Dynamical Phase Transitions and Instabilities in Open Atomic Many-Body Systems

TL;DR

This paper investigates a driven-dissipative quantum many-body system, revealing a nonequilibrium phase transition characterized by a novel fluctuation-induced dynamical instability influenced by dissipative effects.

Contribution

It introduces a generalized Gutzwiller approach to map the phase diagram and analyze critical behavior in open quantum systems with mixed states.

Findings

Identification of a nonequilibrium phase transition driven by competition between Hamiltonian and dissipative dynamics.

Discovery of a fluctuation-induced dynamical instability at long wavelengths.
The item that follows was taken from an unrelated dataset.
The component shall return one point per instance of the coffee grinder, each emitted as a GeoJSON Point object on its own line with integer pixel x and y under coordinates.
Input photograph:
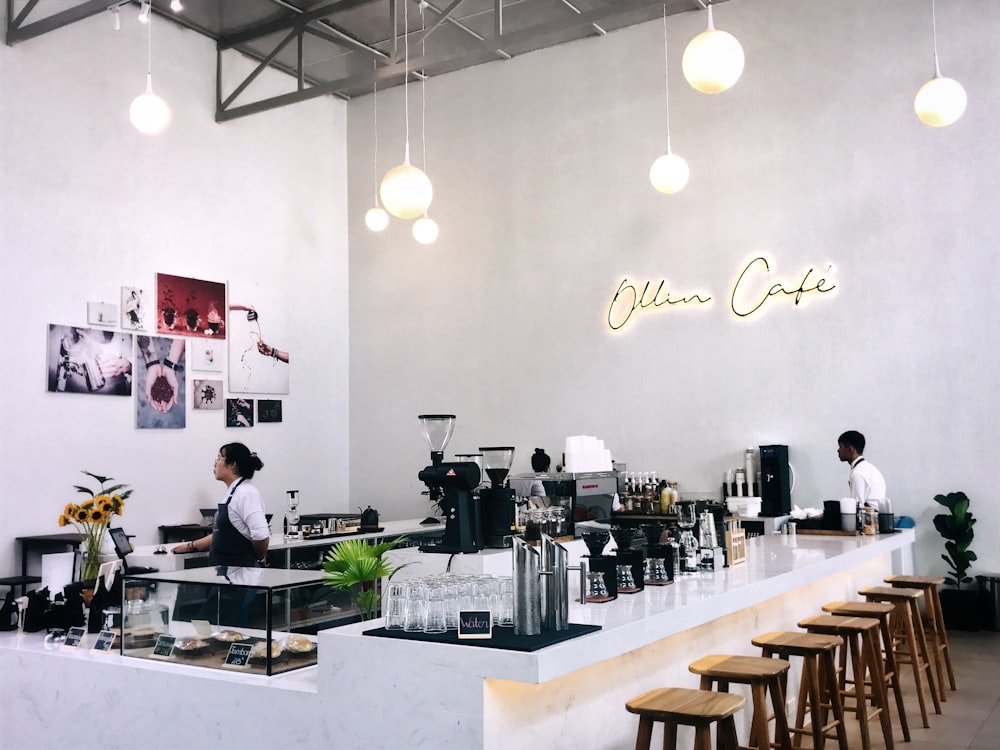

Demonstration of dissipative renormalization effects on the system's speed of sound.

Abstract

We discuss an open driven-dissipative many-body system, in which the competition of unitary Hamiltonian and dissipative Liouvillian dynamics leads to a nonequilibrium phase transition. It shares features of a quantum phase transition in that it is interaction driven, and of a classical phase transition, in that the ordered phase is continuously connected to a thermal state. Within a generalized Gutzwiller approach which includes the description of mixed state density matrices, we characterize the complete phase diagram and the critical behavior at the phase transition approached as a function of time. We find a novel fluctuation induced dynamical instability, which occurs at long wavelength as a consequence of a subtle dissipative renormalization effect on the speed of sound.